Re: [gardeners] "keeping" tomatoes

Kay Lancaster (gardeners@globalgarden.com)
Wed, 24 Feb 1999 08:35:42 -0800 (PST)

On Wed, 24 Feb 1999, margaret lauterbach wrote:

> Has anyone grown a "keeping" tomato they're happy with?  One that looks
> like and tastes like a real tomato?  I grew one (I'd have to do research to
> find out the variety) that tasted like a hotdog.  Blech!  A friend gave me
> "Graham's good keeper" last year, and it was the first of 60 varieties to
> rot after being picked.  Rev. Morrow's Long Keeper was fair, but I think we
> ought to be able to do better.  The tomato that has kept longest and best
> for me is the Yellow Stuffer, and that isn't known as a "keeping" tomato.

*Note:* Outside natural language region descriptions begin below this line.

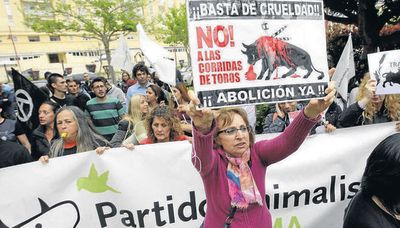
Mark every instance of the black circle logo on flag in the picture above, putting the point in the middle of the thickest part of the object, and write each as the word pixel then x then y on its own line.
pixel 25 105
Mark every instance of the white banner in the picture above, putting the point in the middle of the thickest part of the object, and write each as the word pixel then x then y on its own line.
pixel 249 52
pixel 157 186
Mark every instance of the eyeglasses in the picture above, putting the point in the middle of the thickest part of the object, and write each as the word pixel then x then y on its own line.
pixel 233 130
pixel 99 87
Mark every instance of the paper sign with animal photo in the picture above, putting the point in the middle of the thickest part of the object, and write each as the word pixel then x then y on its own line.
pixel 385 68
pixel 250 52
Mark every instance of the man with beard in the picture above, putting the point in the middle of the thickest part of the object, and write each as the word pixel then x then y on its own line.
pixel 81 96
pixel 104 111
pixel 58 89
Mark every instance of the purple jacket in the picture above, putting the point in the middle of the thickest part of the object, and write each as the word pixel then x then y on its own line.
pixel 212 165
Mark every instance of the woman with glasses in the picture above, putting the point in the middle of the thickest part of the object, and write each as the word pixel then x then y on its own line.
pixel 162 126
pixel 233 166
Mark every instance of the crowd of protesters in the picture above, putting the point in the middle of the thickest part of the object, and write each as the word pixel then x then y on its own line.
pixel 141 107
pixel 94 114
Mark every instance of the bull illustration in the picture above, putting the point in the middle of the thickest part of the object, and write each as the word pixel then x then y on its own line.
pixel 391 78
pixel 274 53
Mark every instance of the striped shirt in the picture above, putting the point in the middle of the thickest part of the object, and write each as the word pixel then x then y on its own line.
pixel 105 115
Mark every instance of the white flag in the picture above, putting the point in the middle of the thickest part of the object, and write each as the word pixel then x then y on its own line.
pixel 121 59
pixel 158 57
pixel 345 69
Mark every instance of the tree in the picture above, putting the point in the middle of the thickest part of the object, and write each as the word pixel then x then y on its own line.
pixel 173 28
pixel 371 17
pixel 103 20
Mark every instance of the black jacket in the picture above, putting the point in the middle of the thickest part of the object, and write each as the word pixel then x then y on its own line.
pixel 40 145
pixel 12 153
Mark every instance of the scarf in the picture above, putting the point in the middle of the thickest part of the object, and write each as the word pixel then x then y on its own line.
pixel 242 188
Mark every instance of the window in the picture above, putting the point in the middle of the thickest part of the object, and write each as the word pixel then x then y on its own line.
pixel 33 38
pixel 55 38
pixel 53 58
pixel 13 37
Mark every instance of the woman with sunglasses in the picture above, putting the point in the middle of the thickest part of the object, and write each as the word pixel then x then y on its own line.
pixel 233 166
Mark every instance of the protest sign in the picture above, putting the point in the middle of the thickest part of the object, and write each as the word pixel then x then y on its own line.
pixel 250 52
pixel 157 186
pixel 385 68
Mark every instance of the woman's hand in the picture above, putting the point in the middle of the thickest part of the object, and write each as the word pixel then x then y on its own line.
pixel 101 150
pixel 44 159
pixel 129 146
pixel 279 112
pixel 317 106
pixel 203 118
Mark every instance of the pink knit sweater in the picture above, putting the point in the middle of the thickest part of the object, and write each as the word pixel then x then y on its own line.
pixel 213 164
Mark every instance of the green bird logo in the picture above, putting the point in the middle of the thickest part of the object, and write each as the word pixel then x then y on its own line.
pixel 95 183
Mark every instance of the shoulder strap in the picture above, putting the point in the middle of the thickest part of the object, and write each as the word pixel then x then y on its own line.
pixel 230 216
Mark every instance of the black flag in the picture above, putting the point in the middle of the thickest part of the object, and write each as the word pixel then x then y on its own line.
pixel 28 98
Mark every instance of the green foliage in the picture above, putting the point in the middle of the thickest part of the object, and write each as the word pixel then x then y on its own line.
pixel 173 29
pixel 98 19
pixel 103 20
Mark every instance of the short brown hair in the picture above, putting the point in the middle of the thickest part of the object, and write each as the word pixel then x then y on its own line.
pixel 166 113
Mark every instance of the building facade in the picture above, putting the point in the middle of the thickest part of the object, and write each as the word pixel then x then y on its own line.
pixel 28 51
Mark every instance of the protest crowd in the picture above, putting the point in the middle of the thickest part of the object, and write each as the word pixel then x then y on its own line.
pixel 83 116
pixel 94 114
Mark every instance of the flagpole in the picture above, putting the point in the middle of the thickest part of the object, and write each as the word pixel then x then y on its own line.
pixel 176 100
pixel 15 49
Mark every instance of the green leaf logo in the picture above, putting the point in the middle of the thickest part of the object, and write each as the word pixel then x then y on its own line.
pixel 94 183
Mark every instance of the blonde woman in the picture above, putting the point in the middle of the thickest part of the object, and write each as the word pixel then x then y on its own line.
pixel 137 110
pixel 371 108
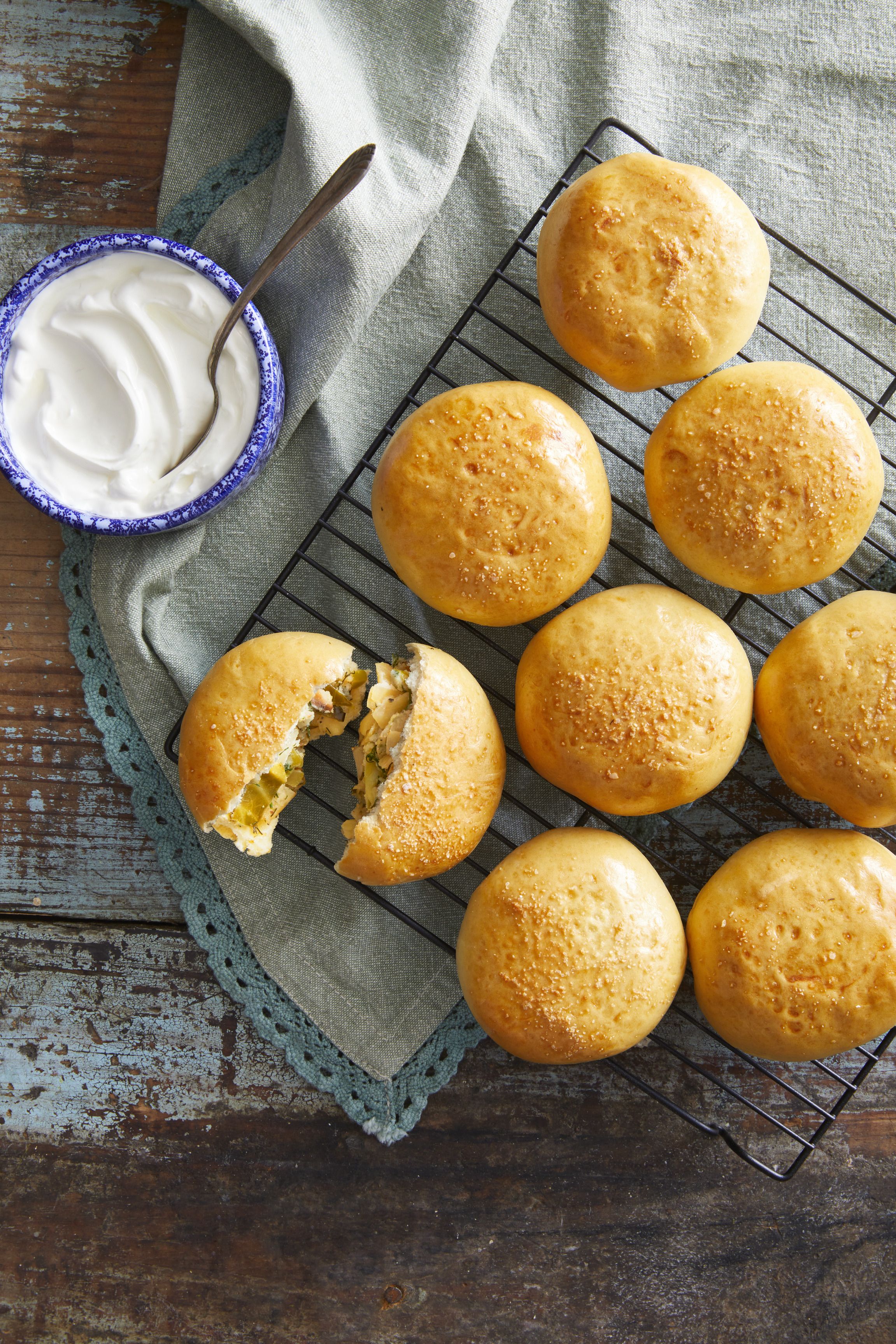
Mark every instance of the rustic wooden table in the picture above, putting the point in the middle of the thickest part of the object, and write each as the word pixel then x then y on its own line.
pixel 166 1176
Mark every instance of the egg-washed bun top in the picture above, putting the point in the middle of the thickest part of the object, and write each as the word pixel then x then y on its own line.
pixel 572 949
pixel 651 272
pixel 763 478
pixel 246 726
pixel 492 503
pixel 636 701
pixel 793 944
pixel 430 762
pixel 827 708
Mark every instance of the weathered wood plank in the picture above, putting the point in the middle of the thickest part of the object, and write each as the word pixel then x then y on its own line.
pixel 107 1029
pixel 105 1023
pixel 69 842
pixel 218 1199
pixel 88 92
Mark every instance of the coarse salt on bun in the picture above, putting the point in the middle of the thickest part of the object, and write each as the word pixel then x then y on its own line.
pixel 636 701
pixel 763 478
pixel 827 708
pixel 651 272
pixel 245 729
pixel 492 503
pixel 432 765
pixel 572 949
pixel 793 944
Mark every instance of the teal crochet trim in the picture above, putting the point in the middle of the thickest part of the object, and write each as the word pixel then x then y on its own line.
pixel 385 1109
pixel 193 213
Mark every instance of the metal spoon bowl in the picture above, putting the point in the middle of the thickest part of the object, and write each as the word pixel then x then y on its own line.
pixel 346 178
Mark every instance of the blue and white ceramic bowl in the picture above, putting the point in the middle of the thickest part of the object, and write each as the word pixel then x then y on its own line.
pixel 270 404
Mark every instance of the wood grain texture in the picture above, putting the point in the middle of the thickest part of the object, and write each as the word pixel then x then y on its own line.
pixel 168 1178
pixel 166 1175
pixel 69 842
pixel 88 92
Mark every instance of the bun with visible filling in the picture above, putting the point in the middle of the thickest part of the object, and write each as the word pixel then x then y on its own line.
pixel 430 764
pixel 248 724
pixel 572 949
pixel 793 944
pixel 651 272
pixel 763 478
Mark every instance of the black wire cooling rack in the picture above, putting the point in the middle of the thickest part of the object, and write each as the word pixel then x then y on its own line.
pixel 773 1117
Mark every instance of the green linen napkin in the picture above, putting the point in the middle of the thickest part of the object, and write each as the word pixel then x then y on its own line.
pixel 476 107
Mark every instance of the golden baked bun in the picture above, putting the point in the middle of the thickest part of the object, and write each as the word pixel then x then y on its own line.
pixel 827 708
pixel 793 944
pixel 246 726
pixel 492 503
pixel 572 949
pixel 651 272
pixel 763 478
pixel 636 701
pixel 430 764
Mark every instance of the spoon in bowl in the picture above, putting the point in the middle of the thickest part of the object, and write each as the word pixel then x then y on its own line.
pixel 346 178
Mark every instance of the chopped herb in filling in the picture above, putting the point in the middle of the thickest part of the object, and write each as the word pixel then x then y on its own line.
pixel 264 799
pixel 379 733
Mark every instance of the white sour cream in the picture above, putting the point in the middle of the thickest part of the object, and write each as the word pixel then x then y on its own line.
pixel 107 385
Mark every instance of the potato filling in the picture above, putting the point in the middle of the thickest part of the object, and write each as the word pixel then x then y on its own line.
pixel 330 710
pixel 378 734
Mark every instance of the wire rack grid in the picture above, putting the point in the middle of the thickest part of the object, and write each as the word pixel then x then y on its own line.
pixel 773 1117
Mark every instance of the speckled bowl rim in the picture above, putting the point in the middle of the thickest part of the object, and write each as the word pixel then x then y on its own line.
pixel 270 404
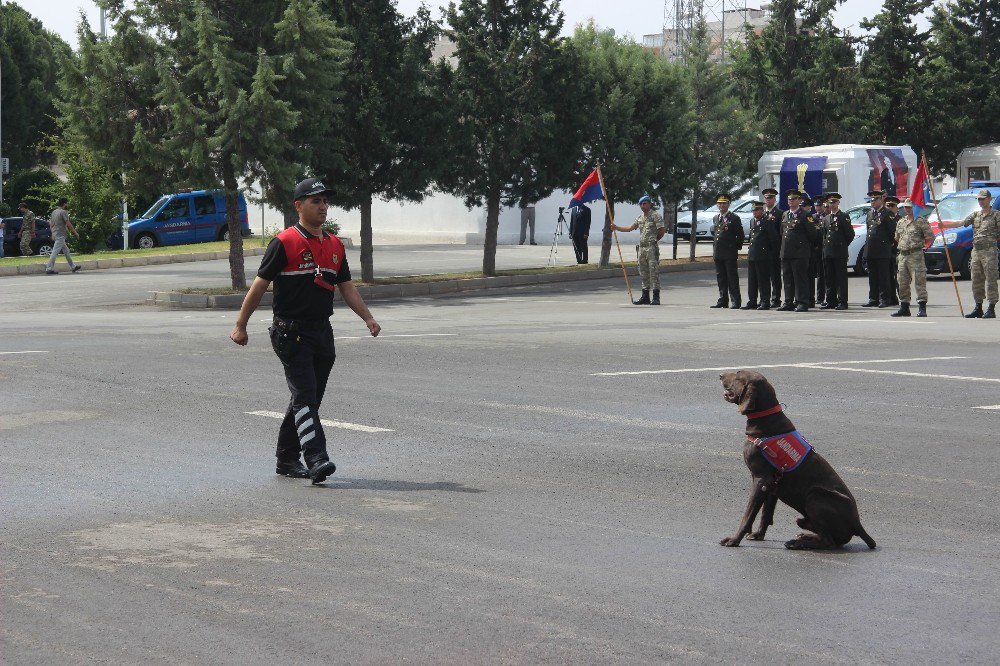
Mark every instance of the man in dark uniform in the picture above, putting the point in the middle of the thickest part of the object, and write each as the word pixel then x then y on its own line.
pixel 579 230
pixel 306 265
pixel 727 233
pixel 797 232
pixel 772 216
pixel 837 236
pixel 764 245
pixel 878 251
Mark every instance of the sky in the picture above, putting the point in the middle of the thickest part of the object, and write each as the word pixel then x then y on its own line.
pixel 634 17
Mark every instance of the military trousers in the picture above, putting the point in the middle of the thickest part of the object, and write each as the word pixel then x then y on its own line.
pixel 728 279
pixel 307 354
pixel 759 282
pixel 795 276
pixel 880 281
pixel 984 274
pixel 649 266
pixel 835 276
pixel 911 266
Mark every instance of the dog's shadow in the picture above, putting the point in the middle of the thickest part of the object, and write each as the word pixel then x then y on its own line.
pixel 396 486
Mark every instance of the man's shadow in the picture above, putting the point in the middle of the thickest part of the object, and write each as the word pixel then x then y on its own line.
pixel 402 486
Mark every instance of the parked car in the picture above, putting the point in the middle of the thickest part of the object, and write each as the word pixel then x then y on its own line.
pixel 40 244
pixel 189 216
pixel 953 209
pixel 704 232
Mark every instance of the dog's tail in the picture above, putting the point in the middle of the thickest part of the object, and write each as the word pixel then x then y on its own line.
pixel 870 542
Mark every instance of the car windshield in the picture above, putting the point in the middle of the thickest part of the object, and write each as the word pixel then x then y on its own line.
pixel 957 208
pixel 155 207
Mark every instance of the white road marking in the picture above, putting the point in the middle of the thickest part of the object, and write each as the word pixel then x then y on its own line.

I haven't found one I'm terrifically happy with... all of the longest
keeping tomatoes in the trials at the Ames PI station were thickskinned,
lignified, and high acid.  On the other hand, a thick-skinned, woody,
high acid tomato is still better than the grocery store ethylene-gassed
cardboard tomatoes.

You might poke around in the tomato genetics cooperative newsletter
and see if any cultivars are particularly mentioned.